いきなり大地が蠢き、剣山のようにせり上がり魔物達を貫いていき、戦場の至る所から魔物達の悲鳴が聞こえてくる。


「『愛おしき愛の(オルフェウス)竪琴(ムーシケー)』!」


そして入曽が弦のついた木板を引き鳴らす。


美しい音色を奏で、戦場に見合わぬ厳かな空気を生成する。すると、痺れたように魔物達の動きが停止する。


その隙を逃さず、他の探索者達が魔物を倒していく。


「ひゅー!流石俺っち、天才っすね!」


「ま、オレに掛かればこんなもんダナ!」


一撃の威力は林部に劣るものの、広範囲での殲滅力では二人の『恩寵(ギフト)』は強力だった。二人の『恩寵(ギフト)』により、またもや戦況がひっくり返る。


す、すげぇ……!


流石はこの場所で最も実力のある探索者。まさしく一騎当千の実力者だ。


「油断するな、まだ魔物は残っているぞ!」


林部が魔物を切り伏せながら声を上げる。


「わ、分かってますよ!」


「ナハハ!怒られてやんノ!」


「入曽さんも怒られてるっすよ!」


軽口をたたきながらも、魔物達を倒してく。


防衛戦は、まだ始まったばかりだ。




『ソレ』は見た。


必死に抵抗を続ける人間達を。


そうして『ソレ』は『学び』を得た。


どうすれば、効率的な戦闘を行えるかを。


『ソレ』は『学び』を咀嚼し、指示を出す。魔物達に。自らの力で従えた無知な同胞たちに。




「ぬっ……!?」


最初に気付いたのは、最前線で戦斧を振るう林部だった。


「どうした、何かあったのか!?」


戦斧の勢いが緩んだ為、何事かと疑問を投げかけると林部は答えた。


「魔物共の様子がおかしい!あれは……まさか、隊列を組んでいるのか!?」


奥から現れる、新手の魔物達。その数は前の追加より少なく、いや、初回より少ない程だった。

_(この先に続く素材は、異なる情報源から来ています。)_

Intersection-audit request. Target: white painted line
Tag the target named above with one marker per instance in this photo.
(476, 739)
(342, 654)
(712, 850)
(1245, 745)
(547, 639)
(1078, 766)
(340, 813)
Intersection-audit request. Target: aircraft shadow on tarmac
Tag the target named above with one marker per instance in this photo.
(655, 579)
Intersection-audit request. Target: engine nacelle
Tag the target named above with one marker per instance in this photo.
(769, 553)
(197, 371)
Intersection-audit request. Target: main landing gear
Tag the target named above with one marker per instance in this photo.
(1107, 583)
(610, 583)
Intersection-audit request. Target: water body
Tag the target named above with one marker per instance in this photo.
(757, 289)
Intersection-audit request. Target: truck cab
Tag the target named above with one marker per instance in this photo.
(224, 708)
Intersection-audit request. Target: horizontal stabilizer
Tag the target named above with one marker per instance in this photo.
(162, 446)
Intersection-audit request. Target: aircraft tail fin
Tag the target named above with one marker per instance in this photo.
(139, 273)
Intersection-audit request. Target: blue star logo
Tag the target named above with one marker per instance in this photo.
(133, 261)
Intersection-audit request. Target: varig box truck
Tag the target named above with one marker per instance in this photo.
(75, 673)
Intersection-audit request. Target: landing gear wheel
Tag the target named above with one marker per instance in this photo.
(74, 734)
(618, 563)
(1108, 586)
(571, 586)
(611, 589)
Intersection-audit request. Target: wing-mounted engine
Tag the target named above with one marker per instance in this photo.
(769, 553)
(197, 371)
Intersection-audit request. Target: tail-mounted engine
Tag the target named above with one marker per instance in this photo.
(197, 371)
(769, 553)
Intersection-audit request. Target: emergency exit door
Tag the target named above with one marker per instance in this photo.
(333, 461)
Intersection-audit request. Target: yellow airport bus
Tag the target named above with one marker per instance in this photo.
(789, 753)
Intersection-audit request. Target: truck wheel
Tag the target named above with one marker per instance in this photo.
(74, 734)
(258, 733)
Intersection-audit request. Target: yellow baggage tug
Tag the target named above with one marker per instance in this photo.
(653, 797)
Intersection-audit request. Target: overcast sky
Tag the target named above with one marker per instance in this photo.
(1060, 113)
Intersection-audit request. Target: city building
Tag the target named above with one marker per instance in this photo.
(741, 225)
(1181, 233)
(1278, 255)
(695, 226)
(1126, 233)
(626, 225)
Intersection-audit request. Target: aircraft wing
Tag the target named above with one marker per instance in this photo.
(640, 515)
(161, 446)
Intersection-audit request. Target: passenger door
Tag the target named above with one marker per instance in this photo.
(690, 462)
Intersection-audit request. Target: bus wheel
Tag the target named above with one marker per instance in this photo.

しかし、今まで通り無作為に、勢い通りに飛び出してくるのではなかった。目を血走らせながらも、明らかに理性的に進んできている。


巨躯でタフなオークを先頭に、その後ろからゴブリン、狼と続いて隊列を組み、脆いゴブリンや狼から各個撃破されないように対策を立てているのだ。


偶然ではない。複数の、まるで俺達のマネをするように小分けにしてパーティーの様な群れをつくっている。


「来るぞ!」


先頭のオークが探索者達に向かい駆け出し、林部が警告を上げる。


だが、他の探索者は目の前の魔物の相手に精一杯で、新手の方に意識が向いていない。


それを見て、俺は魔物の群れに向かい飛び出す。


───星の一撃。


走りながら、『恩寵(ギフト)』により『多衝棍』に力を貯める。


そしてオークに飛び掛かり、小さな光を纏った『多衝棍』をぶち当て吹き飛ばす。


ドン、と衝撃と共に吹っ飛び他の魔物を巻き添えに倒れる。そのおかげで魔物の隊列に罅が入る。


だが、一人先行したせいで、魔物達が四方から飛び掛かってくる。


「『雷神の至撃(ラブリュス・ブロー)』ッ!」


襲い掛かる魔物達に、後方から雷撃を纏った衝撃波が飛び出し、蹴散らしていく。


「林部さん!」


「無茶をする!だが、良くやった!」


魔物達の全ての隊列が崩れたわけでは無いが、俺と林部の攻撃で隊列は崩れ一瞬の停滞を生み、さらに『恩寵(ギフト)』による衝撃と爆音で他の探索者も魔物達の異変に気付いた。


さらに立て続けに宇久井、入曽が『恩寵(ギフト)』をもう一度使用して魔物達を効率的に殲滅する。


「ここが正念場だ!押し返すぞ!!」


腹の奥に響くような林部の叫びに、探索者が呼応していく。




『ソレ』は見た。


見て『学び』、理解した。


強力な、それも複数の人間が居る。今ここに連れてきた手駒では戦力が足りていない。


『ソレ』は自らの『学び』が不足していた事を理解した。


故に、()()()()()()()()()()()()()()


『ソレ』はのっそりと、自らの体を動かした。